Somehow we have to recognize the interaction or what might be called "entanglement" in modern day information theory (our inherent and un-measurable (unknowable?) weaving with the world) but also maintaining, to the extent possible, a separation that allows us to view, think and criticize that which is "us". This has always been problematic (again back to the categorization--if we can put things in discrete categories we, in essence, have control over them and "limit" them and their boundedness) but what happens if the boundaries are fuzzy, the categories fluid and not discrete (analog and not digital?)? How do you teach students to make sense of "text" in this environment?  Are we returning to a Homeric tradition where there is less or no separation between that which thinks and knows and that of which is thought or known? (Back to Glick here--he discusses Walter Ong's work on language and the conclusion that primitive people's with out a written language lack categories for thinking, arguing that in the process of learning the written word the words become separate from the person (p. 39)).

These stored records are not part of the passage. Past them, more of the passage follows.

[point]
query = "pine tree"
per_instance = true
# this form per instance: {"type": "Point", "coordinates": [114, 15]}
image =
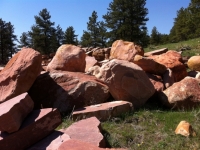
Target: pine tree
{"type": "Point", "coordinates": [70, 37]}
{"type": "Point", "coordinates": [126, 20]}
{"type": "Point", "coordinates": [42, 32]}
{"type": "Point", "coordinates": [7, 41]}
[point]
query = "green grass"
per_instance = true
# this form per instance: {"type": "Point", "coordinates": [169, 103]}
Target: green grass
{"type": "Point", "coordinates": [194, 44]}
{"type": "Point", "coordinates": [150, 128]}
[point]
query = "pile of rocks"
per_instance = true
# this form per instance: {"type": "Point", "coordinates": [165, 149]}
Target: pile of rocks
{"type": "Point", "coordinates": [90, 83]}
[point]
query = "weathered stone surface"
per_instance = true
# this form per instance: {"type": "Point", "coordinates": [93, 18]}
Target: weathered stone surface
{"type": "Point", "coordinates": [99, 54]}
{"type": "Point", "coordinates": [19, 74]}
{"type": "Point", "coordinates": [184, 128]}
{"type": "Point", "coordinates": [157, 82]}
{"type": "Point", "coordinates": [80, 145]}
{"type": "Point", "coordinates": [13, 112]}
{"type": "Point", "coordinates": [126, 81]}
{"type": "Point", "coordinates": [194, 63]}
{"type": "Point", "coordinates": [90, 62]}
{"type": "Point", "coordinates": [156, 52]}
{"type": "Point", "coordinates": [184, 94]}
{"type": "Point", "coordinates": [67, 90]}
{"type": "Point", "coordinates": [93, 70]}
{"type": "Point", "coordinates": [86, 130]}
{"type": "Point", "coordinates": [149, 65]}
{"type": "Point", "coordinates": [173, 61]}
{"type": "Point", "coordinates": [51, 142]}
{"type": "Point", "coordinates": [125, 50]}
{"type": "Point", "coordinates": [36, 126]}
{"type": "Point", "coordinates": [103, 111]}
{"type": "Point", "coordinates": [68, 58]}
{"type": "Point", "coordinates": [168, 78]}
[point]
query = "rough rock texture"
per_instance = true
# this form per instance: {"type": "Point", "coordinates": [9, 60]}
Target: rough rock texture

Need to teach students the difference between imitation and thinking. Imitation leads to a summary as its final product. Thinking leads to evaluation and then personal reflection as its highest product. First, we summarize which is really simply imitating the author's argument in our own words.

Havelock asks, so what caused the Greeks to wake up, what moved them from imitation to thinking? His answer? The changes in technology (p. 208). Could the same be happening in reverse now? If everything has already been said and we have access to everything (through the internet) is there any need (compelling) to think anymore?

I wanted to see what Plato and the Internet brought up and side tracked here to http://eprints.soton.ac.uk/256519/1/plato_and_the_internet.pdf
In this book, the author states that for Plato, knowledge was "true belief" and logos, which is ultimately some sort of support for the belief. Beliefs only become knowledge if they have that support. (interestingly, Plato's resistance to writing comes partially from the fact that you cannot communicate with writing, you can't argue with it, you can't change it--but that is no longer true with the internet. . . so in some ways the internet is more like a dialogue, a construction of knowledge in process (he is also resistant because idiots can read the writing without anyone to show them the error of their ways!).

Of course, this is also related to the notion that Spinoza holds that truth and knowing come simultaneously not first the one then the other. See post on "What is a Belief".  Timothy Williamson's book, "Knowledge and its Limits" seems related (2002).